Her art isn’t about staying inside lines, it’s about creating entirely new ones.
“I like that I can actually send my imagination flying.”
That sense of freedom shows up in everything she creates. Some pieces are playful, some carry deeper meaning, and some come with full backstories sparked by everyday moments, like the accidental creation of her “Easter Wolf.”
Trinity has been drawing for about four years, starting with Pokémon sketches and gradually building her own style.
Like many artists, getting started can be the hardest part.
“Once I start, I can’t stop. But starting is hard.”
She’s currently pushing herself into new territory, adding more detail and experimenting with shading, growing her skills one piece at a time.
Her tools are simple and accessible, colored pencils, markers, and a tablet, but what she creates with them is anything but simple.
For Trinity, art is more than expression. It’s also a path forward.
She shared something that many people don’t often hear:
“The job hiring rate for autistics is sadly not super high. So by selling my art, I can at least produce myself a little bit of income.”
Her business didn’t start from a traditional path. It came from necessity, creativity, and support from her mom, who helped bring her designs onto products like shirts, mugs, and car coasters.
That support matters, but so does ownership.
Even with guidance behind the scenes, this is Trinity’s business, her ideas, her creations, her direction.
Trinity’s art is tied closely to how she sees the world and how she hopes others will see it too.
“It’s important to me because it allows… I’m hoping it’ll send the message that we may be different, but we’re not broken.”
That message sits at the heart of her work, but it’s not the only thing her art offers.
She also hopes people feel something simpler:
“Happiness.”
And that balance matters. Not every piece has to carry a heavy meaning. Some are just fun. Some are just beautiful. Some are just imagination, fully unleashed.
Trinity’s mom, Robin, shared something that adds important context to her journey.
Support systems for autistic individuals, especially adults, are limited. After years of working through programs designed to help with employment, they found themselves without clear opportunities.

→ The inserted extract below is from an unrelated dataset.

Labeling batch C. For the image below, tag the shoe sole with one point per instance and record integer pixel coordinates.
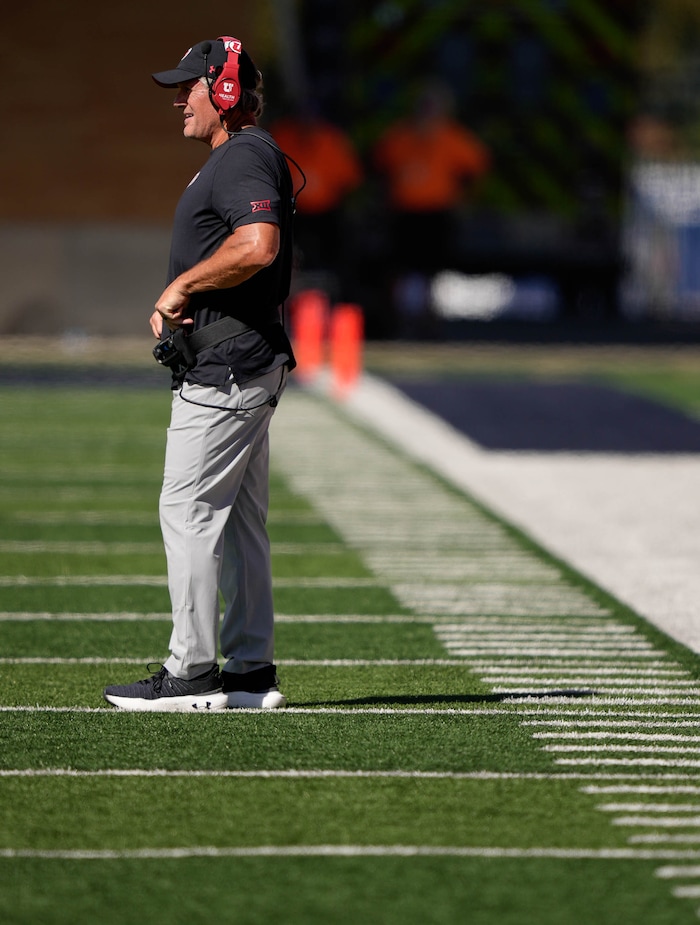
(192, 703)
(264, 700)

That’s part of what led to building Trinity’s business.
It’s also why accessibility, flexibility, and encouragement matter so much, not just from families, but from platforms, communities, and customers.
Because talent is there. Creativity is there. The opportunity often isn’t.
When asked what they hope people take away from this interview, Trinity’s answer was simple and direct:
“That us autistics mean just as much as everyone else.”
Her mom added something that expands on that idea:
“Awareness is great, but what we really need is acceptance and understanding and love.”
Trinity is an artist who loves wolves, trains a miniature horse named Napoleon, experiments with hybrids that don’t exist anywhere else, and is constantly growing her skills.
This interview shows a piece of that.
Just a piece.
And we’re excited to see everything that comes next.